Besides the Salt Lake Organizing Committee president, the others who know are SLOC's chief operating officer, Fraser Bullock; creative director Scott Givens; ceremonies producer Don Mischer and the head of NBC Sports, Dick Ebersol.

"It's our hope we'll be able to keep the torchbearers who will bring the torch into the stadium confidential," Romney said during a breakfast meeting with reporters hosted by "Around the Rings," an electronically published Olympic newsletter.

Thanks to a slip made during NBC's broadcast of the Golden Globe awards earlier this month, organizers already have had to reveal the names of the performers who'll appear in the Feb. 8 show.

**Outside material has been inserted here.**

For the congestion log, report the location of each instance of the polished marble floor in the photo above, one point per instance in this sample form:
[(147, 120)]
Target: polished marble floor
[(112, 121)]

The identity of the final torchbearer is one of few secrets they have left. Several people are expected to carry the torch once it arrives at the stadium before it is passed to the final torchbearer or torchbearers.

Speculation has centered on the American and Soviet men's hockey teams who competed in the so-called "Miracle on Ice" match during the 1980 Winter Games in Lake Placid, N. Y. Members of the American team are getting together shortly before the Salt Lake Games for an exhibition event in Los Angeles.

Romney said organizers ran into some weather-related problems during Saturday's opening ceremonies rehearsal. Winds gusted at some points to 22 mph, he said, forcing some cast members to take off their elaborate costumes.

Some of the costumes are 20 feet high, Romney said, making them very difficult to wear in high winds. But he said come Games time, the performers would struggle to stay in the costumes unless wind speeds reached, say, 40 mph.

"I'm told by people in the industry the show must go on," he told the dozen reporters gathered at the Park City media center.

Still, he said, weather could cause changes to be made in the program. "There probably comes a point at which safety is involved."

Romney said the production team has several contingency plans in place to deal with everything from winds to a blizzard.

Weather is increasingly a concern for organizers, and Monday's snowstorm, which slowed traffic in the Park City area to a crawl, didn't help. After months of saying weather was one area he had no control over, Romney said now he "can't keep it out of my mind."